[Nottingham] Gentoo portage tips

Robert Davies nottingham at mailman.lug.org.uk
Mon Sep 1 12:45:00 2003


On Monday 01 Sep 2003 10:59, David Ginger wrote:
> "While you might have been erroneously taught that automation is a good
> thing because it removes human error, this is not the case. Unix Systems
> are written in C, with a philosophy of 'the programmer knows best'. That
> philosophy is reflected throughout almost the entire system."
>
> IMHO trying to improve the current state of affairs by creating better
> package systems and update software is a noble effort.

Human's are in control, they issue advisories and prepare and test package 
updates, the administrator decides when (or if) an update occurs.  Many 
update facilities allow you to be selective as well, should you wish.

The problem seems a design error in portage; security and critical bug fixes 
aren't treated any differently from updates which add new features, which are 
(reasonably) only installed if you ask for them.

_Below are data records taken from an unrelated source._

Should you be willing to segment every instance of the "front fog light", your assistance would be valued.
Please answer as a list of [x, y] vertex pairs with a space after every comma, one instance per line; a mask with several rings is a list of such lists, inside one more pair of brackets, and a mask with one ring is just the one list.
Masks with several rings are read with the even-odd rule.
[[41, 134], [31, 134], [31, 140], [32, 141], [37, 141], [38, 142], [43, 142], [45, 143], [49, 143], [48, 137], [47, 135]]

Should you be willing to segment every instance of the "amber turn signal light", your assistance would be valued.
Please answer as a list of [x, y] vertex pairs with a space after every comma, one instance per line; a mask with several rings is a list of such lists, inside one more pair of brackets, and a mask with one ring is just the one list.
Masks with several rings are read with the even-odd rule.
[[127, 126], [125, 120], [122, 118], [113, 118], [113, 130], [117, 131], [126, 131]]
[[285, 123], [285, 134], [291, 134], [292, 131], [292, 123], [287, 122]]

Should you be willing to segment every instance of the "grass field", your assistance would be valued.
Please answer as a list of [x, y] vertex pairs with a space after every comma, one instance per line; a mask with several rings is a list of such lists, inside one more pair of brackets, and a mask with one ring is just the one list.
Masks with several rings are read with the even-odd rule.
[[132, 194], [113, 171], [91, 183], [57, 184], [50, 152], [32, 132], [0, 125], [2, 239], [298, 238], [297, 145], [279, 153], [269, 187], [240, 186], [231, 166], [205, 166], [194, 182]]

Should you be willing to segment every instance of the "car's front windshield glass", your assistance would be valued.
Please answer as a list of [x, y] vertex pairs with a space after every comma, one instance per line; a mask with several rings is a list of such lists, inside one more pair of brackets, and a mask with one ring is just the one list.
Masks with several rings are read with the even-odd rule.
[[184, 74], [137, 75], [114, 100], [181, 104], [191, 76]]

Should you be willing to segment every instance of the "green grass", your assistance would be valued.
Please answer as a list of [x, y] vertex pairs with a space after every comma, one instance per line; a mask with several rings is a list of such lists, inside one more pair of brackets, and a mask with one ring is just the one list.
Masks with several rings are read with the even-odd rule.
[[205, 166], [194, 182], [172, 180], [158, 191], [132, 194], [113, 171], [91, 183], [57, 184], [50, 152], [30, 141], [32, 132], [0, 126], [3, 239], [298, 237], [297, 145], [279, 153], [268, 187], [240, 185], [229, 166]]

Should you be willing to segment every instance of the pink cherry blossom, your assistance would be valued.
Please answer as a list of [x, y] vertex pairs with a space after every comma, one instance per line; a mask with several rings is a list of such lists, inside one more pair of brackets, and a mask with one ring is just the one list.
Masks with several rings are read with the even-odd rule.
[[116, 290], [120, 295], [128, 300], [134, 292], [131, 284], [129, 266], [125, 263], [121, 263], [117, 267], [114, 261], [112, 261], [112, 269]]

All I can say to that quote is, I bet the programmer's that wrote that didn't 
put the end user in control of the internal details of their software.  Just 
as the POSIX interface strives for a clean seperation of user-space and 
processes.  What exactly were these programmer's doing, if not automating?  
Laziness is a programming virtue, there's an essential tradition of punting 
problems, to already developed, debugged and tested software; hence lex & 
yacc, shell scripts & filter's, libc qsort, hsearch, stdio etc etc.

That quote refers to nanying, old style OS's would have services which tried 
to interact with the user (perhaps by JCL), and would restrict choices, 
things like file types, where it was common for it to be impossible to feed 
output of a program into Fortran compiler say.